One other thing, where are you located? Advise is going to change a bit depending on your location.

Good luck.


----------



## HayBones

Awesome some feed back already!! I am in South Western Ontario, specifically Norfolk County aka tobacco country. I will be talking to my renter today so I will ask about the previous herbicide use. My main concern is should the corn field be tilled up once before the snow flies? Again I really appreciate the help!


----------



## HayBones

Ok I just got off the phone with my renter. He told me since the land is so soft aka sandy he said its best to leave the field sit idle post corn harvest and wait untill spring to avoid erosion and nutrient depletion. The only herebicide use in the last few years has been round up and he suggested that wont be an issue for planting the hay & pasture. He took soil samples last fall and added a lot of lime to help with poor PH levels and said that it will further benefit our requirments. I asked his opinion on tillege and discing and he said to just no till plant the hay and pasture but I am worried I might not get a thick healthy soil bed this way?


----------



## Josh in WNY

For the pasture, I think no-till would be fine. For the hay field itself, I would prefer to refit it by plowing it under and going from there. I would at the minimum run over it with a cultimulcher. The reason that I say this is most hay equipment likes smooth ground to work on. If the field is rough, you will probably be spending some time every hay season fixing the mower, rakes, etc. You may also end up the crop residue (from the corn) in the first cutting of the hay which may not help you market the hay.

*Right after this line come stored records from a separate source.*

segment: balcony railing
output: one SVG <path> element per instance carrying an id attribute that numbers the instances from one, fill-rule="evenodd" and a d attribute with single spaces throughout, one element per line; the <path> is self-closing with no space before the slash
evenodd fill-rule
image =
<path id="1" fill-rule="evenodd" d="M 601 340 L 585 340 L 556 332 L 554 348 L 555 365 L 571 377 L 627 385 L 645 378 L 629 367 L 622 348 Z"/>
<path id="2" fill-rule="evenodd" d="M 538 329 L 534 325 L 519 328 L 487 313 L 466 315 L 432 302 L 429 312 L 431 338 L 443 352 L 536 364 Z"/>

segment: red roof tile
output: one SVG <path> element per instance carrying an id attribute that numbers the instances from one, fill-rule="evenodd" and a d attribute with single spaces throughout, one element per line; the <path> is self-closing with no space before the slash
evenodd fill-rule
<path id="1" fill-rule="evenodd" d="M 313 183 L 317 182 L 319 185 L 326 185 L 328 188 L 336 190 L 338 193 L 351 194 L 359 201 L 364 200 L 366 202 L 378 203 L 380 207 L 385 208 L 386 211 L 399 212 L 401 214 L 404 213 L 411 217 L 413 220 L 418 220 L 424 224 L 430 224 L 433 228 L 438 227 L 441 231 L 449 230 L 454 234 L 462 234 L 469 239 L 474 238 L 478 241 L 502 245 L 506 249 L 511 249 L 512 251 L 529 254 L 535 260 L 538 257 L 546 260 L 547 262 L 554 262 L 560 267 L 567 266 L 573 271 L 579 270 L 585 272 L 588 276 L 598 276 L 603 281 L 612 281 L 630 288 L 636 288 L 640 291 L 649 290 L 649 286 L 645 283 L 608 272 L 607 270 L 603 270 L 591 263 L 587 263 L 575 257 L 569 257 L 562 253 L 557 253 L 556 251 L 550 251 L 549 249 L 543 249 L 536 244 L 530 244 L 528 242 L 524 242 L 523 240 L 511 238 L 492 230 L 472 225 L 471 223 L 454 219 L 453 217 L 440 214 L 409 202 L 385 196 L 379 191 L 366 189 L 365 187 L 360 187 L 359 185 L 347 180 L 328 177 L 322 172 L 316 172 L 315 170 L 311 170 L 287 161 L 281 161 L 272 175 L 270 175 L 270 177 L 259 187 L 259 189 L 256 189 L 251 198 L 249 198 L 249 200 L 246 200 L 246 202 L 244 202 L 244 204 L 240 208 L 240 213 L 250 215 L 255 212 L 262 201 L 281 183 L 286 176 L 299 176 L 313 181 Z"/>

When are you planning on getting your cattle? If you are going to run them on the pasture next summer, you might want to do a nurse crop of oats (or something else that comes up quick) so that the grass you plant doesn't get eaten before it is established.


----------



## HayBones

Josh in WNY said:


> For the pasture, I think no-till would be fine. For the hay field itself, I would prefer to refit it by plowing it under and going from there. I would at the minimum run over it with a cultimulcher. The reason that I say this is most hay equipment likes smooth ground to work on. If the field is rough, you will probably be spending some time every hay season fixing the mower, rakes, etc. You may also end up the crop residue (from the corn) in the first cutting of the hay which may not help you market the hay.
> 
> When are you planning on getting your cattle? If you are going to run them on the pasture next summer, you might want to do a nurse crop of oats (or something else that comes up quick) so that the grass you plant doesn't get eaten before it is established.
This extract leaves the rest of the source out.